Membincangkan pola hubungan negara dan agama, menarik apa yang dikonsepsikan oleh Philip Buckley dari McGill University, ia menyebut ada tiga model di dunia dalam hal hubungan negara dan agama. Pertama, model Perancis. Di sana perihal memilih agama dan keyakinan sangat dilindungi dan dijunjung tinggi, tetapi di saat yang sama melarang pemunculan simbol-simbol agama di ruang publik, seperti pemakaian salib ala Nasrani, kopiah ala Yahudi, ataupun jilbab ala Muslimah. Kedua, model Kanada. Negara ini mencantumkan nama Tuhan dalam konstitusinya, namun kebebasan beragama tetap menjadi prioritas terutama pemenuhan hak bagi kaum minoritas. Dan ketiga, model Amerika Serikat. Di negara ini menitik-tekankan adanya pemisahan agama dan negara, sementara untuk urusan agama diserahkan pada civil society.
Lalu pertanyaannya adalah, termasuk model manakah Indonesia? Saya tidak hendak menjustifikasi Indonesia pada model tertentu, namun yang jelas—meminjam istilah Philip Buckley—menyebut Indonesia sebagai constitusional monoteism. Sebagai negara yang berdasarkan Ketuhanan Yang Maha Esa, yang memberikan keleluasaan kepada warganya untuk memilih ragam agama dan keyakinan, meskipun tetap menolak penerapan syariat Islam secara legal-formal.

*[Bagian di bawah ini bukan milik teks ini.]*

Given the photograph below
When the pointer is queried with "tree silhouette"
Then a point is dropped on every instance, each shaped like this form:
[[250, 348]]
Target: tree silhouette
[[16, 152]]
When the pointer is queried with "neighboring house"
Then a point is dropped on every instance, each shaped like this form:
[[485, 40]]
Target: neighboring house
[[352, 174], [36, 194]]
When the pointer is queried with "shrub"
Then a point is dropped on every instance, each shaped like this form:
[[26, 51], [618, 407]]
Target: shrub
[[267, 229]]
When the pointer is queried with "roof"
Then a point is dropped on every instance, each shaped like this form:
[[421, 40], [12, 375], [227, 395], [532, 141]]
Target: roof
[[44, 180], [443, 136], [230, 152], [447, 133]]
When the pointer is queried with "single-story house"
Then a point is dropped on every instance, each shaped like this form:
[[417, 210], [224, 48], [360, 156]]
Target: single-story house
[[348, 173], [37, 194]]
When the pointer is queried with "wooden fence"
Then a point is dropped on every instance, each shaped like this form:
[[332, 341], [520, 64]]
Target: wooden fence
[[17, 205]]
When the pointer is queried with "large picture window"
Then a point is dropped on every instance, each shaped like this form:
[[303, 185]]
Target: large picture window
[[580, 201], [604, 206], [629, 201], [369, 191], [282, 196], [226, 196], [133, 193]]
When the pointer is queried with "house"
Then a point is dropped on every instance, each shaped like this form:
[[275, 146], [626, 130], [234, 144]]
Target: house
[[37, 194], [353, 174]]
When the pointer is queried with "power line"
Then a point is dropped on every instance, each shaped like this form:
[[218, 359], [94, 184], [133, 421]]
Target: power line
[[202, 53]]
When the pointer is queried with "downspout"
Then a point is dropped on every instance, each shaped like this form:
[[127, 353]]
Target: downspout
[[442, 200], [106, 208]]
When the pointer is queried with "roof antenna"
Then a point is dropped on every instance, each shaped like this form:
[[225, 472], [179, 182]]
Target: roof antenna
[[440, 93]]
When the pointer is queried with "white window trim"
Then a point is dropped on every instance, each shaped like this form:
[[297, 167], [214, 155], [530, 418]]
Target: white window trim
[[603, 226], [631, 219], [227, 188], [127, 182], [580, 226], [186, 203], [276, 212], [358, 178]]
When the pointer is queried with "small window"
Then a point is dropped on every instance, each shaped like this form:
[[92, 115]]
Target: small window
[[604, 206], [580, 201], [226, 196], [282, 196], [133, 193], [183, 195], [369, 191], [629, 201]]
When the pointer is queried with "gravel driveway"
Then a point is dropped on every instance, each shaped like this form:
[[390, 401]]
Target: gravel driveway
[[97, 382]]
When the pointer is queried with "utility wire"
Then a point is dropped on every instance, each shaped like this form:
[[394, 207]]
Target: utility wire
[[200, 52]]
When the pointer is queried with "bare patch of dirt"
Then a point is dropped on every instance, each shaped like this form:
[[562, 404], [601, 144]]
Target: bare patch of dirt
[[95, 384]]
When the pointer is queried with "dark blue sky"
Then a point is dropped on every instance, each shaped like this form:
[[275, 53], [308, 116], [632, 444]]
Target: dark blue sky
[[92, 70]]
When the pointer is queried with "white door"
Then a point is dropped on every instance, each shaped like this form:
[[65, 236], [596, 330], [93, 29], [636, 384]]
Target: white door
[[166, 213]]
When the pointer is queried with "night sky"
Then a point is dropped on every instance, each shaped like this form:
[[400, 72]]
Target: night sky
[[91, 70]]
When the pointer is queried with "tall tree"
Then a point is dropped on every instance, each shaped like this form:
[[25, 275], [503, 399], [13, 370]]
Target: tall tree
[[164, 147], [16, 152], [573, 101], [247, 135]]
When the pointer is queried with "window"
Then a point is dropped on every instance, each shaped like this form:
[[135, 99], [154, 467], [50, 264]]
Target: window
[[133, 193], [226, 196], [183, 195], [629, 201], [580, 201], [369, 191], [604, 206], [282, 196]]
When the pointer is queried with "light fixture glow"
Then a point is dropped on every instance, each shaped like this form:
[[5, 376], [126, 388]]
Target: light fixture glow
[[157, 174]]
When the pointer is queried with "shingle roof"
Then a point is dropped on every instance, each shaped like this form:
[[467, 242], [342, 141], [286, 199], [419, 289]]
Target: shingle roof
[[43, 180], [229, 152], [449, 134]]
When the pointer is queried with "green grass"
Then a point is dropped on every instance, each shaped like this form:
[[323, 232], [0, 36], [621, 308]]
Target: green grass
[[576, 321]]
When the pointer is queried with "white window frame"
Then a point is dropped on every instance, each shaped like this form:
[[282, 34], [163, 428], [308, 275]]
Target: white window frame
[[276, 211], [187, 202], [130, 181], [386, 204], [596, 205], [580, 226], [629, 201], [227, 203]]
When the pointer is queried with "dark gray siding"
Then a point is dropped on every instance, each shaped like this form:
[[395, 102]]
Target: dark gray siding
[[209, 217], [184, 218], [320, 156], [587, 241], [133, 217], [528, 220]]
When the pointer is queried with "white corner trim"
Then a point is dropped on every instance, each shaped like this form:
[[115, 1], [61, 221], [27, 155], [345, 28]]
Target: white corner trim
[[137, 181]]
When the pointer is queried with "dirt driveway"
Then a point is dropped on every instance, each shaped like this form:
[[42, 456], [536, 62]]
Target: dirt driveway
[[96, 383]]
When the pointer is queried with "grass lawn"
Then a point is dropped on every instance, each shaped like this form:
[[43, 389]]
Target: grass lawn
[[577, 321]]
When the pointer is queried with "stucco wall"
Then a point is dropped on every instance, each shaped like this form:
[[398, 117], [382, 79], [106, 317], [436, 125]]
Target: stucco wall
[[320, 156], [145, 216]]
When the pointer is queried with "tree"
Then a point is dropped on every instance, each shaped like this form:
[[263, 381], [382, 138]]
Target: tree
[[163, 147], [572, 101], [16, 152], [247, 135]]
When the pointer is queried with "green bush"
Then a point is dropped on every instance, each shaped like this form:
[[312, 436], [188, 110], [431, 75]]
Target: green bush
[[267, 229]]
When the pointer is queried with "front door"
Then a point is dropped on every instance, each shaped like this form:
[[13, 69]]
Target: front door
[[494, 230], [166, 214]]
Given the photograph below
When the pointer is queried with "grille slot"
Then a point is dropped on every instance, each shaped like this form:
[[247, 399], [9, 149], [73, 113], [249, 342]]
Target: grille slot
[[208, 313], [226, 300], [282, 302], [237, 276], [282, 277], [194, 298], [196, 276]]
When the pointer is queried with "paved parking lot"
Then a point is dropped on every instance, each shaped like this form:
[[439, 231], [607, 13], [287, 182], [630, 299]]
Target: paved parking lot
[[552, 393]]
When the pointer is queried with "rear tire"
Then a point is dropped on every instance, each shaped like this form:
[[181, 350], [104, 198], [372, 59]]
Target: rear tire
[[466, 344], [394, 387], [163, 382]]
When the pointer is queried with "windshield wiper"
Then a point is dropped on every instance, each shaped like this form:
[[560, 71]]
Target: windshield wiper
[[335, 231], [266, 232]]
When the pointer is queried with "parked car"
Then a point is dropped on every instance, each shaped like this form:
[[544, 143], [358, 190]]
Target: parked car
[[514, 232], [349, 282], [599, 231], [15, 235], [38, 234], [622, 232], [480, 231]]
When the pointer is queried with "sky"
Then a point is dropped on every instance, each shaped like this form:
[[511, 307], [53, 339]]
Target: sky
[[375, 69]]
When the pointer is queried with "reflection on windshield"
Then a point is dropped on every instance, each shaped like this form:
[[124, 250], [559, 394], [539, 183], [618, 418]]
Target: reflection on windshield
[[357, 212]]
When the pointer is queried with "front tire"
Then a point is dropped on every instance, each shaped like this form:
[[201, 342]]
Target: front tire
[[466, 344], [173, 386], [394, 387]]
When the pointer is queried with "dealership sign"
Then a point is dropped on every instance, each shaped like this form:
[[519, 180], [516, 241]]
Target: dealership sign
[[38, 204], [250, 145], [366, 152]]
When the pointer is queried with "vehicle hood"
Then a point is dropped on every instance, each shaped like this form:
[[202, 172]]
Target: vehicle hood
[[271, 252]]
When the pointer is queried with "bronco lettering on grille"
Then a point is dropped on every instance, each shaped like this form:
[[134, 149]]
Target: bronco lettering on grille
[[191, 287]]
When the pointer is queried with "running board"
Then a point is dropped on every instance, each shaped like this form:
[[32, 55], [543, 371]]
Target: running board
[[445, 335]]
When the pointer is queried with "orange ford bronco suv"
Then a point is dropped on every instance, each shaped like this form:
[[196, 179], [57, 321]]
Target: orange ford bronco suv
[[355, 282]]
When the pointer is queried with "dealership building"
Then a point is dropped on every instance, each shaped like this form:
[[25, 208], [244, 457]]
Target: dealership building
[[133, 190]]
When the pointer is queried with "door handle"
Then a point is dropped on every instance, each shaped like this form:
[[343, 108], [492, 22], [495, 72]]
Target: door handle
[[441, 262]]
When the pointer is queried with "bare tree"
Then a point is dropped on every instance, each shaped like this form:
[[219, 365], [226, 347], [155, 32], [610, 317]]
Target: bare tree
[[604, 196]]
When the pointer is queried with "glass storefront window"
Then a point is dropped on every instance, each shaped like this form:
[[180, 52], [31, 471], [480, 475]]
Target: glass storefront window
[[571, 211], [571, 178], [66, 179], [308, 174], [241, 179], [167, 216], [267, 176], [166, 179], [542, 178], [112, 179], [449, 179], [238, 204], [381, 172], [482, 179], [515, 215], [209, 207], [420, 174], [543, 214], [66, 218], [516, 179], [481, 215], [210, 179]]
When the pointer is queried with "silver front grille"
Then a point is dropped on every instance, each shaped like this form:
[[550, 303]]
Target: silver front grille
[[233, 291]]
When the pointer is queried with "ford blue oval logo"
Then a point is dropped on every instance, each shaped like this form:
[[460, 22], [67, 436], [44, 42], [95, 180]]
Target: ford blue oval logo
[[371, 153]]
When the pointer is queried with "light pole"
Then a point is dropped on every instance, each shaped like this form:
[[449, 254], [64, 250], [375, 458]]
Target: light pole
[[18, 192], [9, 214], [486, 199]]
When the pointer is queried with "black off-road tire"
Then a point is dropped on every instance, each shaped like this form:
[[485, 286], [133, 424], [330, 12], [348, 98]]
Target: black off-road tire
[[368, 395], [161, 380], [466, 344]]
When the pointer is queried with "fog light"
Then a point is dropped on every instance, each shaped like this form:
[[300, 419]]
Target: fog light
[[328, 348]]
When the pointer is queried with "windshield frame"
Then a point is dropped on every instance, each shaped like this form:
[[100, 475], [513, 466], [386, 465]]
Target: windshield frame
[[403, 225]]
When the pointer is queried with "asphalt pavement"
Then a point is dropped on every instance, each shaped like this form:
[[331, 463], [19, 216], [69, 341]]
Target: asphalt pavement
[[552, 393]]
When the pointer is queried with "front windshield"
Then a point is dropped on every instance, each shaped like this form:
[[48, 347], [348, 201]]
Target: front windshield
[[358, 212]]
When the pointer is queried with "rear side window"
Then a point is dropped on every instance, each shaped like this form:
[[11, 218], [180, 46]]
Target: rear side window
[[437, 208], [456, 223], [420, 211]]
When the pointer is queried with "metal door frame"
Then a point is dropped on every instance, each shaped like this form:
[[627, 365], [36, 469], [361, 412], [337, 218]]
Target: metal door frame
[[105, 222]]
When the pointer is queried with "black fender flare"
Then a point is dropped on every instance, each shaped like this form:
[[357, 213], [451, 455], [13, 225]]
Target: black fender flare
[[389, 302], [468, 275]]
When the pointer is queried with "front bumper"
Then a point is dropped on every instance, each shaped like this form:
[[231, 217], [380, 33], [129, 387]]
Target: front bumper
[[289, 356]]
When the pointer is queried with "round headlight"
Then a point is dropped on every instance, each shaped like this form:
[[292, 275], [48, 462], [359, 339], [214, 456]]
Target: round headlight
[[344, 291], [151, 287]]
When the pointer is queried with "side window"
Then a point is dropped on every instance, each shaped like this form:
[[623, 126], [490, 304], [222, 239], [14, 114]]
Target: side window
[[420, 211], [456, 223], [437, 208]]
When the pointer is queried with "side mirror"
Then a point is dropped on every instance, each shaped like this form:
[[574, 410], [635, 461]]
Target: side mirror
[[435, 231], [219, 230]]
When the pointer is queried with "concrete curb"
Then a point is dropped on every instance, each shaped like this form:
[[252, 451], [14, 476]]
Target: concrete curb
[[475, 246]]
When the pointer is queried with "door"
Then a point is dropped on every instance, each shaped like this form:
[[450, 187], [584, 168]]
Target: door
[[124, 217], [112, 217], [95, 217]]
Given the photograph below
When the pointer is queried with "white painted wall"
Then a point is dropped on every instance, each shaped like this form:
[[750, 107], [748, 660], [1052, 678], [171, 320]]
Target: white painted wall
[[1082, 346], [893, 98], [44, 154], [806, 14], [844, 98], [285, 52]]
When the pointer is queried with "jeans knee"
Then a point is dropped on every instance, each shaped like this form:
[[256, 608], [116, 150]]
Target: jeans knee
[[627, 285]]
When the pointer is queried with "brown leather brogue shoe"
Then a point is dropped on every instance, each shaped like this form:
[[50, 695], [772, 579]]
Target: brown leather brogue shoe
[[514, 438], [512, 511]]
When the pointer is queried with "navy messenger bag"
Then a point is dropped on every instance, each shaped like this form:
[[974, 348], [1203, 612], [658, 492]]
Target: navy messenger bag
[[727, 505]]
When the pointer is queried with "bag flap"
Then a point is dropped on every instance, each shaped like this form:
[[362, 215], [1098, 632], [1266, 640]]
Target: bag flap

Mungkin inilah maksud dari H. A. R. Gibb ketika menyebut Islam sebagai “not only religion, but a complet civilization” dalam kesatuan.
Akhirnya, saya ingin menutup tulisan sederhana ini dengan mengutip pandangan KH. Said Aqiel Siradj—Ketua Umum PBNU—bahwa kebangsaan Indonesia merupakan anugerah Tuhan yang harus disyukuri dan dibina. Mengingkari Negara Kesatuan Republik Indonesia di bawah panji luhur Pancasila dan UUD 1945 sama halnya mencampakkan pesan-pesan yang telah diwariskan Nabi Saw. Inilah keteguhan NU terhadap visi kebangsaan. Selamat harlah yang ke 87 (31 Januari 1926-31 Januari 2013) untuk Nahdlatul Ulama, semoga semakin teguh dan berkah!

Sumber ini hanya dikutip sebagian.